- Born: 18 October 1691 Berlin
- Died: 2 December 1757 (aged 66) Breslau
- Buried: Breslau
- Allegiance: Prussia
- Branch: Army
- Rank: Lieutenant General
- Conflicts: War of the Spanish Succession; Great Northern War; War of the Austrian Succession Battle of Mollwitz; ; Seven Years' War Battle of Breslau; ;
- Awards: inscription on the Equestrian statue of Frederick the Great

= Kaspar Ernst von Schultze =

Prussian Army commander

Kaspar Ernst von Schultze (also Casper Earnest von Schultze) (18 October 1691 in Berlin – 2 December 1757 in Breslau) was a Lieutenant General of infantry in the Prussian Army, commander of the Breslau fortress, and director of the royal riding academy in Liegnitz.
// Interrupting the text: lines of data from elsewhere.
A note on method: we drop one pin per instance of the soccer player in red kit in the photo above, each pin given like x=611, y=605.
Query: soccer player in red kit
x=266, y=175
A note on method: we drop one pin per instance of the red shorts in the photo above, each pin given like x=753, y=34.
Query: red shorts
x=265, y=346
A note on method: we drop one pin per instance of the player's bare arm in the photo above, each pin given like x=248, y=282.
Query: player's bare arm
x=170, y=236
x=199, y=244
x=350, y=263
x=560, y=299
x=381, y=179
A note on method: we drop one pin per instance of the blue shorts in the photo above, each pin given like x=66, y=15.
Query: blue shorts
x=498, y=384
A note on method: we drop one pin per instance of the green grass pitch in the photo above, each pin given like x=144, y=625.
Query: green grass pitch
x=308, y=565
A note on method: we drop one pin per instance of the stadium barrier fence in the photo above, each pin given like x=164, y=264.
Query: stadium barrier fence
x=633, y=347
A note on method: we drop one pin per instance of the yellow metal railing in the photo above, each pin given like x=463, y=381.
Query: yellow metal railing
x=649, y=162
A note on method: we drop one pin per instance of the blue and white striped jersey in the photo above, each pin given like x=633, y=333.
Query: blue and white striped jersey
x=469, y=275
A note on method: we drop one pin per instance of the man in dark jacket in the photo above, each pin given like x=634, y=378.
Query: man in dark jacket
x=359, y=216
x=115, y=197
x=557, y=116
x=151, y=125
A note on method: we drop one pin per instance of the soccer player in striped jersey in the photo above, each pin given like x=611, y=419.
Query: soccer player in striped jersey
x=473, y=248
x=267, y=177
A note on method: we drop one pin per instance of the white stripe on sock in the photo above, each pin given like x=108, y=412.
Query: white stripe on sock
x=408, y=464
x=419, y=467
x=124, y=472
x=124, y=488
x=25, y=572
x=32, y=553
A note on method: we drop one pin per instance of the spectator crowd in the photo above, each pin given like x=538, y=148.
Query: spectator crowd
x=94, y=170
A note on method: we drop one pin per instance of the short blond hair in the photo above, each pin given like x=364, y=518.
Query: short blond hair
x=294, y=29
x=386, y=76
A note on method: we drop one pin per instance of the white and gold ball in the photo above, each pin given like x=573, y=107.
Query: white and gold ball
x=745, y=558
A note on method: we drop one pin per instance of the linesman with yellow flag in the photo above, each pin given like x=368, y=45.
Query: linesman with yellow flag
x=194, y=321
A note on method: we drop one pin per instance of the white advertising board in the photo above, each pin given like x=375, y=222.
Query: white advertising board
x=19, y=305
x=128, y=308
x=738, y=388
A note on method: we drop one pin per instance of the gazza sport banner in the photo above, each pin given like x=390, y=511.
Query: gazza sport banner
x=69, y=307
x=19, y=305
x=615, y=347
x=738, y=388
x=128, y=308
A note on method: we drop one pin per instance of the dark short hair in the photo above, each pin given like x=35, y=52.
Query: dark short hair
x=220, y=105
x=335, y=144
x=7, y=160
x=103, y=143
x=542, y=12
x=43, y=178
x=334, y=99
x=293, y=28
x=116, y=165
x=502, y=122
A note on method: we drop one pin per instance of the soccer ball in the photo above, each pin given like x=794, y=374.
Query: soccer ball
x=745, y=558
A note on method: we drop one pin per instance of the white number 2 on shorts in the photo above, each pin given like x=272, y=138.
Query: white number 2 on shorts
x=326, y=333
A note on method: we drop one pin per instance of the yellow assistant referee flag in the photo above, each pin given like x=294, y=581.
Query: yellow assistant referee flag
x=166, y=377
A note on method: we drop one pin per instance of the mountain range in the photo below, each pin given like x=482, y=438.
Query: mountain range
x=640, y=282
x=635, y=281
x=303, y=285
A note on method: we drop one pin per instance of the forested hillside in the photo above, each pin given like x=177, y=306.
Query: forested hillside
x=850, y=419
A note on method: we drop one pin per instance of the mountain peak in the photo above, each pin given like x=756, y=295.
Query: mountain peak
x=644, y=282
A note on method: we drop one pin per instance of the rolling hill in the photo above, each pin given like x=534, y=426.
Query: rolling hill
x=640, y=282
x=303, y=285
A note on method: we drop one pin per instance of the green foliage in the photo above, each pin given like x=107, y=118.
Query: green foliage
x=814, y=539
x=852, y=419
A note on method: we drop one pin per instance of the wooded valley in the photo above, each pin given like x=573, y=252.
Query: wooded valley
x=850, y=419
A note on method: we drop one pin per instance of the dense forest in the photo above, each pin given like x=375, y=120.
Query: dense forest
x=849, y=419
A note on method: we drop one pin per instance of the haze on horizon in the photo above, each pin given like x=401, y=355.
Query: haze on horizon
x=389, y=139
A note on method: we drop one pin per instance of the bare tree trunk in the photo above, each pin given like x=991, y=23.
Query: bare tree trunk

He was also the heir of the family estates at Mahlen (today Wisznia Mała) in the Silesian county of Trebnitz. He fought in the wars of Spanish and Austrian succession, the Great Northern War, and the Seven Years' War. He served in the Prussian army under three monarchs: Frederick I, Frederick William I, and Frederick II. His name was included in 1851 on the Equestrian statue of Frederick the Great honoring the men considered to be the founders of the modern Prussian state.

==Family and character==
At his birth, his father served in the Prussian military. Schultze was educated at the Joachimsthaler Gymnasium in Berlin and then at the universities of Halle, Jena and Wittenberg. At each he acquired advanced knowledge useful in his military career. He was considered a Renaissance man, much like his king, and spoke Latin, French, Italian and some Spanish. He traveled widely in royal service, and had visited most of the territories of the Holy Roman Empire.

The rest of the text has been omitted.